The composer himself warned us that “Although there are small hooks, chords and note repetitions, there is no essential melody played and there are no thematic changes for different characters” but a cue like “Burns” is melodic to me; it’s a sad, sparse piece built on strings and tone but it’s poignant and affecting for me and it’s the kind of cue I’ve always appreciated and felt close to. “Burns” evokes that moment when you are at the end of the rope and need to make a drastic decision.

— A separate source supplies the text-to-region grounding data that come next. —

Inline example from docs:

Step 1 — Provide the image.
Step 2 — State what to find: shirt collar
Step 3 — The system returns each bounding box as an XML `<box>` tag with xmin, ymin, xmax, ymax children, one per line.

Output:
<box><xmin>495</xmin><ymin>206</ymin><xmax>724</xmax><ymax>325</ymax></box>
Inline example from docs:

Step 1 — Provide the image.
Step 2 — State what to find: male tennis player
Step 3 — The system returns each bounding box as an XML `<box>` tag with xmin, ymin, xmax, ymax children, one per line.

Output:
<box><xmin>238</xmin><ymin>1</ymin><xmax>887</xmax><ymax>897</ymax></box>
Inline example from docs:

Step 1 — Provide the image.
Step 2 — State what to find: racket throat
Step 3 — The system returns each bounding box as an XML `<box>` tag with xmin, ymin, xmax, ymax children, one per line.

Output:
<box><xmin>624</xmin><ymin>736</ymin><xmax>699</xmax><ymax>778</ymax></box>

“Lean of Pete” is a quiet and chili score; it makes me yearn for warmth which means the music affects me and makes me feel and this is all I can ask from such a composition. I just enjoy this atmosphere, heavy, poignant, hopeless almost, I feel comfortable listening to this kind of music, it helps me think and focus on my own tribulations. At times it made me think of the broken and scarred Marco Beltrami score for “Logan” from last year, one of my favorite 2017 scores. James Edward Barker managed to evoke the loneliness of a trip taken through a barren land, a loneliness filled by the emotions of the main character.